= Normand MacLeod =

Normand MacLeod (c. 1731 - 1796) was a British Army officer, merchant, and official of the British Indian Department.

He was born on the Isle of Skye, in Scotland, about 1731. At age sixteen he joined the Forty Second Highlanders (Black Watch) Regiment, and went with his unit to the Netherlands and what is now Belgium. By 1756 he was an ensign as the regiment went to New York to fight in the French and Indian War. In 1760 MacLeod won promotion to captain lieutenant and transferred to the Eighteenth Regiment. In 1761 MacLeod attended the Niagara Conference held between Sir William Johnson and Pontiac. MacLeod heard a rumor that Pontiac was being paid ten shillings a day by the British and this was creating resentment among other Indians which would "end in his ruin." Soon after this MacLeod and 120 men delivered food and supplies to Detroit, and when he returned he assumed command of the British fort at Fort Oswego, New York, on Lake Ontario, where his title was "Commissary of Indian Affairs". He continued working as an agent between Johnson and the Michigan Indians for several years.

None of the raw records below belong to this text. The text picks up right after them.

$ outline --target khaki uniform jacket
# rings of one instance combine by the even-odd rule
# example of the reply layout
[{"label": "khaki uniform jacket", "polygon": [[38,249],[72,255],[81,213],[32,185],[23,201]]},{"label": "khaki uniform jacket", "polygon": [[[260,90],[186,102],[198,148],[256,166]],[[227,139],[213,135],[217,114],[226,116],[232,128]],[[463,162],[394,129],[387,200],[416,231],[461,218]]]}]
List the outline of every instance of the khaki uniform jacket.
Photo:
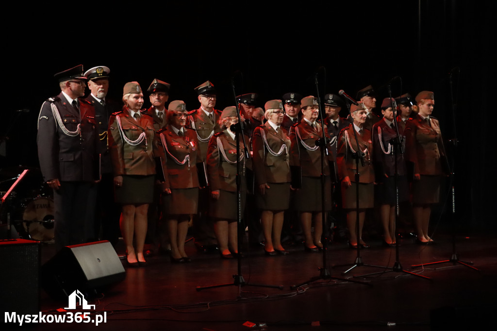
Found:
[{"label": "khaki uniform jacket", "polygon": [[[91,181],[98,176],[98,131],[95,110],[83,99],[78,99],[80,110],[69,104],[61,92],[45,101],[38,120],[38,154],[43,180],[58,178],[63,181]],[[54,117],[51,104],[57,107],[65,129],[81,133],[65,134]]]},{"label": "khaki uniform jacket", "polygon": [[212,117],[211,121],[205,112],[199,108],[194,112],[190,112],[186,122],[187,125],[197,131],[197,140],[200,146],[200,159],[202,162],[205,161],[207,158],[209,142],[212,135],[221,132],[218,124],[221,112],[217,109],[213,110]]},{"label": "khaki uniform jacket", "polygon": [[[289,183],[290,149],[291,143],[288,132],[280,127],[281,134],[273,129],[268,122],[255,128],[252,138],[253,158],[252,160],[256,185],[266,183]],[[273,152],[277,153],[281,147],[286,146],[279,156],[274,156],[267,150],[261,133],[265,135],[267,144]]]},{"label": "khaki uniform jacket", "polygon": [[[162,149],[161,157],[166,177],[163,186],[166,188],[191,188],[199,185],[196,164],[202,161],[197,134],[194,130],[186,127],[183,130],[183,137],[174,133],[170,125],[158,133],[157,141]],[[189,162],[187,160],[182,165],[178,164],[176,161],[183,162],[186,156],[189,156]]]},{"label": "khaki uniform jacket", "polygon": [[[316,121],[316,128],[311,127],[304,119],[292,126],[290,129],[290,138],[291,141],[292,166],[300,166],[304,177],[320,177],[321,175],[321,150],[318,148],[315,151],[309,151],[306,148],[302,142],[311,148],[316,146],[316,141],[323,136],[321,123]],[[298,130],[300,138],[297,135]],[[328,141],[328,157],[325,159],[325,175],[330,175],[330,163],[334,162],[334,156],[331,145],[326,126],[325,126],[325,134]],[[301,141],[301,139],[302,140]]]},{"label": "khaki uniform jacket", "polygon": [[440,157],[445,156],[438,120],[430,116],[431,125],[419,115],[408,120],[406,152],[408,161],[414,164],[414,173],[441,175]]},{"label": "khaki uniform jacket", "polygon": [[[378,128],[380,129],[381,139],[380,140]],[[404,130],[400,126],[399,127],[399,133],[401,135],[401,138],[403,138],[403,146],[404,150],[406,151],[406,137],[404,136]],[[376,178],[379,180],[380,178],[385,177],[385,173],[389,177],[393,176],[395,174],[395,160],[394,156],[395,155],[392,152],[389,154],[385,154],[382,149],[382,146],[383,149],[387,152],[389,151],[389,141],[391,139],[395,139],[397,136],[397,133],[395,129],[392,129],[387,124],[387,122],[383,119],[373,126],[373,162],[375,170],[376,171]],[[407,174],[406,170],[406,162],[404,160],[404,154],[398,153],[397,154],[397,173],[400,175]]]},{"label": "khaki uniform jacket", "polygon": [[[207,167],[209,183],[211,189],[224,190],[229,192],[237,190],[237,143],[225,130],[214,135],[209,143],[207,152]],[[218,144],[218,138],[221,145]],[[240,137],[241,138],[241,137]],[[246,139],[246,141],[248,141]],[[244,142],[240,139],[240,155],[244,155]],[[221,149],[224,153],[221,152]],[[224,155],[223,155],[223,154]],[[226,156],[226,159],[225,156]],[[228,159],[230,161],[226,161]],[[235,163],[230,163],[233,162]],[[245,166],[247,166],[245,157],[240,161],[241,173],[245,173]]]},{"label": "khaki uniform jacket", "polygon": [[[155,133],[152,118],[142,113],[137,121],[130,114],[129,110],[125,108],[112,114],[109,120],[109,149],[114,175],[155,174]],[[121,120],[122,132],[118,125],[117,118]],[[130,145],[121,137],[122,134],[130,140],[136,140],[143,132],[146,138],[136,146]]]},{"label": "khaki uniform jacket", "polygon": [[[355,159],[352,158],[352,151],[349,146],[349,142],[345,140],[346,131],[350,138],[350,143],[355,151],[357,151],[357,145],[354,136],[354,125],[351,124],[340,132],[338,136],[338,146],[336,152],[336,163],[338,164],[338,175],[343,180],[348,176],[351,182],[355,181]],[[372,155],[373,154],[373,142],[371,141],[371,132],[369,130],[363,128],[362,135],[357,133],[360,150],[364,153],[364,166],[362,166],[359,162],[359,182],[374,182],[374,171],[373,168]],[[366,151],[365,152],[364,151]]]},{"label": "khaki uniform jacket", "polygon": [[147,114],[149,116],[152,116],[152,119],[153,119],[154,130],[156,132],[164,128],[167,124],[167,121],[166,119],[166,116],[167,115],[167,108],[164,109],[164,120],[162,120],[160,117],[157,116],[157,112],[156,111],[155,107],[154,106],[152,106],[148,109],[143,109],[140,111],[142,114]]}]

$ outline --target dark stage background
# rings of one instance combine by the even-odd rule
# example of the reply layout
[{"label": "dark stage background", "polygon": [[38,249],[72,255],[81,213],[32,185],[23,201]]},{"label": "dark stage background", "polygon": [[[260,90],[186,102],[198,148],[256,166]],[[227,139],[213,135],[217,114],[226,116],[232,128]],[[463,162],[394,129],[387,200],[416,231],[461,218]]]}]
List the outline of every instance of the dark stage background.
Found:
[{"label": "dark stage background", "polygon": [[[91,8],[97,4],[86,2],[29,11],[14,4],[4,12],[10,21],[1,23],[7,98],[0,136],[8,140],[1,167],[38,166],[40,106],[60,92],[54,74],[80,64],[110,68],[109,97],[120,100],[127,82],[146,89],[157,78],[171,83],[169,101],[183,100],[190,109],[198,107],[193,88],[207,80],[218,90],[216,108],[232,105],[231,79],[237,72],[243,75],[235,75],[237,94],[257,92],[261,106],[286,92],[315,95],[313,75],[322,66],[322,96],[340,89],[354,96],[398,76],[403,85],[394,83],[394,96],[435,92],[433,115],[447,150],[457,124],[458,224],[495,229],[494,144],[488,141],[495,119],[488,114],[495,90],[490,29],[496,8],[493,1],[478,2],[135,1]],[[447,74],[455,67],[460,75],[455,71],[454,115]],[[381,104],[387,91],[379,92]]]}]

MacLeod sent Johnson a bottle of oil from a lake which the Indians thought had curative powers; he negotiated a peace between the Seneca and Mississauga tribes.

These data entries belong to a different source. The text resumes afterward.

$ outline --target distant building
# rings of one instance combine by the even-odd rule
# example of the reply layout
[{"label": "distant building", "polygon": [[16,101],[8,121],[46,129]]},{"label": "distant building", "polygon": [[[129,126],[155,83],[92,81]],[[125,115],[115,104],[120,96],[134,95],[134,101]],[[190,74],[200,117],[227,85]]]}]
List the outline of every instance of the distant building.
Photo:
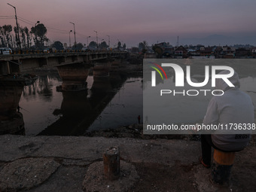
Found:
[{"label": "distant building", "polygon": [[232,59],[234,57],[236,53],[235,47],[231,47],[227,45],[222,47],[221,58]]},{"label": "distant building", "polygon": [[247,59],[252,58],[251,50],[244,47],[240,47],[236,50],[235,58]]},{"label": "distant building", "polygon": [[187,50],[181,45],[174,50],[174,55],[175,58],[187,58]]}]

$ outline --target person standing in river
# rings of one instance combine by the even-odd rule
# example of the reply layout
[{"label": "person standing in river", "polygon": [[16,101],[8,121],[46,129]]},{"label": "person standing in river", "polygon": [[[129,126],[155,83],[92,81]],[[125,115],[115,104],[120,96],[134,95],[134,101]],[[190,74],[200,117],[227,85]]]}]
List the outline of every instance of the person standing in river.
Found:
[{"label": "person standing in river", "polygon": [[[229,74],[223,71],[220,75]],[[216,89],[224,91],[222,96],[215,96],[208,105],[203,124],[254,123],[254,106],[251,97],[239,90],[240,82],[236,72],[229,78],[234,87],[229,87],[221,78],[216,80]],[[234,131],[221,130],[211,135],[201,135],[202,157],[200,163],[206,168],[211,166],[212,147],[224,152],[235,152],[244,149],[251,137],[251,131],[243,130],[242,134]],[[232,134],[230,134],[232,133]]]}]

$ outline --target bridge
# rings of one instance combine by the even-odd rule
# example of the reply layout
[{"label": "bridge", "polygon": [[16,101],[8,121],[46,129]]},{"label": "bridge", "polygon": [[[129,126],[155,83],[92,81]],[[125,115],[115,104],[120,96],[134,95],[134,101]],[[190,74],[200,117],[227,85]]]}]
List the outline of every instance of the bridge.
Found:
[{"label": "bridge", "polygon": [[26,72],[35,68],[58,66],[72,63],[90,64],[95,61],[126,56],[127,52],[93,51],[51,53],[0,55],[0,75]]},{"label": "bridge", "polygon": [[22,115],[16,111],[26,84],[24,78],[19,75],[20,72],[56,67],[62,80],[61,90],[86,90],[86,80],[91,68],[95,79],[108,78],[111,66],[117,66],[113,59],[124,58],[127,54],[97,51],[0,55],[0,132],[5,133],[8,127],[17,132],[24,126]]}]

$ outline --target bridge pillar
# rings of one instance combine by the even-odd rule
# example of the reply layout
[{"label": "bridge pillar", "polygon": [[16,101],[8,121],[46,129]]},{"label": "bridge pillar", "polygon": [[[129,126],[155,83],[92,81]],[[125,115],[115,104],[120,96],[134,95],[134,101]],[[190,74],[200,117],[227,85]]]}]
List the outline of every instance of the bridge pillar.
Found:
[{"label": "bridge pillar", "polygon": [[82,63],[74,63],[57,66],[57,69],[62,79],[62,91],[81,91],[87,89],[86,80],[90,67]]},{"label": "bridge pillar", "polygon": [[24,121],[17,111],[23,85],[15,81],[0,81],[0,134],[24,134]]},{"label": "bridge pillar", "polygon": [[109,77],[111,63],[94,64],[93,78]]}]

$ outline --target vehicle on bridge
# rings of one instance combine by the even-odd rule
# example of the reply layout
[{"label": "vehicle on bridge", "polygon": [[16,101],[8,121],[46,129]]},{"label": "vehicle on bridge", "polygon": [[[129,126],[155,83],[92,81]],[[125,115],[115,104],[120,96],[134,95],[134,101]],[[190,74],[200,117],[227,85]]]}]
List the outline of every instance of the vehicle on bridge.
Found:
[{"label": "vehicle on bridge", "polygon": [[44,53],[55,53],[56,51],[55,47],[47,47],[44,50]]},{"label": "vehicle on bridge", "polygon": [[2,55],[10,55],[12,53],[12,50],[9,47],[0,47],[0,54]]}]

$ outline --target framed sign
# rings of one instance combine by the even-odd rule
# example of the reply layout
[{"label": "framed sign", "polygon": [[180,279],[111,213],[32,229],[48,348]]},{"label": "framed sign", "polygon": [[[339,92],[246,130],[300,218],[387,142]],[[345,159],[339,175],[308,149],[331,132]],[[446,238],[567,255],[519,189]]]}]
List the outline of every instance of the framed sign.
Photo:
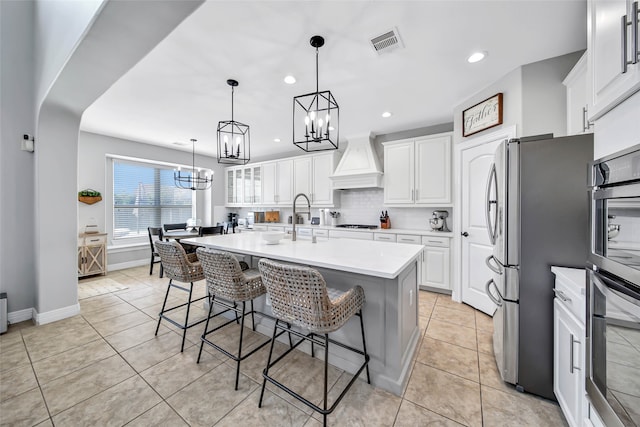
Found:
[{"label": "framed sign", "polygon": [[462,136],[473,135],[502,124],[502,93],[462,112]]}]

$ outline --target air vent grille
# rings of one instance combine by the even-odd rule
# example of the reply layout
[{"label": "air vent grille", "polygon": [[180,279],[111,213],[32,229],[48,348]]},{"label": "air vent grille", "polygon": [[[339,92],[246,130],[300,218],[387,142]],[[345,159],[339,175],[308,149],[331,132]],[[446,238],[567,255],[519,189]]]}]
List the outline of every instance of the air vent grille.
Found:
[{"label": "air vent grille", "polygon": [[378,54],[391,52],[395,49],[403,47],[402,40],[398,34],[398,30],[393,28],[384,34],[373,37],[371,40],[371,46]]}]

When the French and Indian War ended the army put MacLeod on half-pay. He married Cecile Robert. MacLeod also joined the Masons.

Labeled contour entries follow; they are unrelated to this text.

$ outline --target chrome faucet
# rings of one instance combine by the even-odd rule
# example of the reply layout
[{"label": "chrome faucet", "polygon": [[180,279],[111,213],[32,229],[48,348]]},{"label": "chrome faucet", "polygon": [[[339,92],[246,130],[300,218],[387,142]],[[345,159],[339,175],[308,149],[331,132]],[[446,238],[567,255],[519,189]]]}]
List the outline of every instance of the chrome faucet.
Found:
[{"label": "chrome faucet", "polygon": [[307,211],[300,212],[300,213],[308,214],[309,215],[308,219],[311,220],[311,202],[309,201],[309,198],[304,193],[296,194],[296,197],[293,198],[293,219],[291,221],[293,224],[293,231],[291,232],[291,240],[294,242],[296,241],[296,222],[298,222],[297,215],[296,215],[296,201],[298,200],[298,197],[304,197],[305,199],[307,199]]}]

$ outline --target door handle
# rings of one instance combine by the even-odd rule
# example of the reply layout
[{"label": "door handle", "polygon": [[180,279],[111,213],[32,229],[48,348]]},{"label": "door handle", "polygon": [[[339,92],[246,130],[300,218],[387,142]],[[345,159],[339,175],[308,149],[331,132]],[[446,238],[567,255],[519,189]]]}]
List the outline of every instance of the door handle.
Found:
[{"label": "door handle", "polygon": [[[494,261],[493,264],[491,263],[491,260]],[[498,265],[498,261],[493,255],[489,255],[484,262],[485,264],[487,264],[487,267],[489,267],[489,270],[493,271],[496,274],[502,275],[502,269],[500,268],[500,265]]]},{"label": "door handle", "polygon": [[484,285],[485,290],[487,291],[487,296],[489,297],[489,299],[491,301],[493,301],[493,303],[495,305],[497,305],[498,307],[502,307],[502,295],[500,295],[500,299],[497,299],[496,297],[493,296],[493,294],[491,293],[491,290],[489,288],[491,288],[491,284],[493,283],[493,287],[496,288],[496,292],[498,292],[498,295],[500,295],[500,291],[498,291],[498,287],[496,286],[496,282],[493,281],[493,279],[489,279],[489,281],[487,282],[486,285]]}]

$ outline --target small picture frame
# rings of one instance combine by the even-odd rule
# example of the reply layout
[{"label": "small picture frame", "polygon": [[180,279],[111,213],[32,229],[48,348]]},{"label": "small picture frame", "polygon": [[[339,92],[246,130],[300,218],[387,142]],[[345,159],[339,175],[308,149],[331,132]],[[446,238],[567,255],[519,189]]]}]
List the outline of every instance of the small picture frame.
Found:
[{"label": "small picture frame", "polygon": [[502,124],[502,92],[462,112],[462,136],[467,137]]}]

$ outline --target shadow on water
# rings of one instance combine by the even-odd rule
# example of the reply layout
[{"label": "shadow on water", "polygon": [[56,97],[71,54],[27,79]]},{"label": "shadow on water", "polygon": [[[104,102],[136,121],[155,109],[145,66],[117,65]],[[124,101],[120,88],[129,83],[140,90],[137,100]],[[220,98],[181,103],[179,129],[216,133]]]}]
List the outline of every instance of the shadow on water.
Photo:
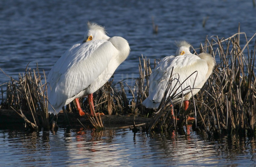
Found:
[{"label": "shadow on water", "polygon": [[[226,165],[256,161],[255,136],[223,134],[209,139],[190,126],[187,130],[148,134],[78,126],[32,133],[6,128],[0,130],[0,162],[4,165]],[[13,160],[6,160],[8,156]]]}]

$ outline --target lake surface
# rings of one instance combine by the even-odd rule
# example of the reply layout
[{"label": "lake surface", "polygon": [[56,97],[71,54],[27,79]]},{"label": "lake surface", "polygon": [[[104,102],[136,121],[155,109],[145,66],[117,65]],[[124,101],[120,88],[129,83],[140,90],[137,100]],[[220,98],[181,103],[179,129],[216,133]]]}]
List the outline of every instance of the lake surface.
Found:
[{"label": "lake surface", "polygon": [[[175,40],[185,39],[198,48],[207,36],[226,38],[237,32],[239,23],[240,32],[250,38],[256,32],[253,2],[2,0],[0,68],[17,79],[32,61],[29,67],[35,68],[37,62],[48,73],[65,51],[83,39],[89,20],[105,26],[110,36],[121,36],[130,44],[130,55],[117,70],[114,82],[136,77],[142,54],[153,64],[155,58],[175,53]],[[153,33],[152,17],[157,34]],[[245,41],[241,38],[243,46]],[[10,80],[2,72],[0,79],[0,85]],[[132,79],[126,82],[134,85]],[[210,140],[203,132],[192,131],[134,135],[127,129],[92,132],[61,128],[48,135],[8,126],[1,129],[0,166],[256,165],[254,137]]]},{"label": "lake surface", "polygon": [[[191,129],[190,129],[190,130]],[[0,166],[244,166],[256,165],[255,138],[203,132],[134,134],[129,129],[54,134],[0,130]]]}]

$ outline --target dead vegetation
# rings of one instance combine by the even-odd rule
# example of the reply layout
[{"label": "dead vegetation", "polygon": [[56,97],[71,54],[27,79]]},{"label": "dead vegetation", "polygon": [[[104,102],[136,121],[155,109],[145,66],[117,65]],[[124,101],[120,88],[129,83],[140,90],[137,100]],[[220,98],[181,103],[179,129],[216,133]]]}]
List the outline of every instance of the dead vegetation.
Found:
[{"label": "dead vegetation", "polygon": [[[246,131],[255,132],[255,44],[252,41],[255,35],[249,40],[245,33],[239,32],[226,39],[216,36],[209,41],[207,37],[198,52],[208,52],[216,60],[220,60],[220,63],[217,63],[212,74],[201,91],[190,99],[190,105],[186,111],[180,104],[170,107],[173,97],[169,97],[167,92],[157,110],[145,108],[142,105],[148,95],[148,79],[151,69],[158,62],[155,60],[151,64],[149,59],[142,56],[139,59],[139,77],[133,79],[136,81],[135,85],[128,85],[125,80],[113,84],[111,79],[94,93],[95,112],[151,118],[151,122],[146,128],[149,131],[182,128],[186,123],[184,121],[186,117],[191,113],[194,115],[196,113],[197,121],[193,122],[194,129],[205,130],[209,135],[223,130],[229,134],[244,133]],[[242,41],[245,43],[241,45],[242,36]],[[252,46],[254,48],[250,48]],[[196,50],[198,49],[194,50],[196,54]],[[49,129],[45,91],[47,85],[44,83],[47,83],[45,75],[43,72],[43,75],[40,74],[38,67],[34,70],[26,69],[26,71],[24,75],[20,75],[19,80],[12,79],[7,85],[6,98],[2,100],[0,108],[13,109],[21,116],[22,110],[30,111],[33,118],[30,120],[31,123],[36,127],[43,125],[44,128]],[[175,84],[173,82],[177,80],[174,79],[170,78],[169,84]],[[4,93],[2,91],[2,96]],[[88,112],[87,98],[80,100],[82,108]],[[66,110],[68,112],[74,112],[76,107],[71,103]],[[176,117],[179,118],[179,120],[172,117],[172,108]],[[37,114],[39,117],[36,116]],[[103,127],[100,120],[95,121],[95,124]]]}]

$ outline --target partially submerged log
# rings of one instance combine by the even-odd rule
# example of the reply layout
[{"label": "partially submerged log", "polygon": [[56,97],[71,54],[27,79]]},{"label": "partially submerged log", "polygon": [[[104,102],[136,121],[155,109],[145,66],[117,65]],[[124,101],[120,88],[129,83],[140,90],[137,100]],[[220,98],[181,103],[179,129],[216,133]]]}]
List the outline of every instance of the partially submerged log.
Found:
[{"label": "partially submerged log", "polygon": [[[32,116],[30,112],[23,111],[24,115],[28,119],[33,120]],[[85,124],[90,124],[90,122],[87,116],[85,115],[81,116],[77,113],[67,113],[68,121],[70,124],[79,124],[78,119],[80,122]],[[67,124],[67,121],[65,118],[64,114],[60,113],[58,114],[57,124]],[[39,115],[38,115],[39,119],[40,119]],[[132,125],[133,122],[133,116],[122,116],[120,115],[105,115],[101,116],[101,119],[103,125]],[[142,117],[136,117],[135,122],[136,124],[148,123],[150,122],[151,119]],[[23,119],[12,110],[0,109],[0,123],[24,123],[25,122]]]}]

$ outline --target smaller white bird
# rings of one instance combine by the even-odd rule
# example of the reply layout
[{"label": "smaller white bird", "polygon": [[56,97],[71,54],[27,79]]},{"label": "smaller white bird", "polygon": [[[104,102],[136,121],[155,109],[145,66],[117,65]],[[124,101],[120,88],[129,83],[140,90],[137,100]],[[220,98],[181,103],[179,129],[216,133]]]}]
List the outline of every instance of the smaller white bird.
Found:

In 1774 he moved to Detroit, where he set up a general store with nineteen investors. Three years later he was "town major," a military form of mayor. In 1778 he accompanied Henry Hamilton on the attack of Vincennes, Indiana, but went back to Detroit before Vincennes was captured by George Rogers Clark in February 1779. By 1782 MacLeod was still in Detroit and was father to one child. He bought an interest in a fur trading company with John Gregory and called their company Gregory, MacLeod, and Co. They later invited Sir Alexander Mackenzie to buy a share in the company; by 1785 Peter Pangman and John Ross became partners as well, and Alexander's cousin, Roderick Mackenzie, served as an apprentice clerk. MacLeod worked in the company several years before moving to Montreal, where he died in 1796.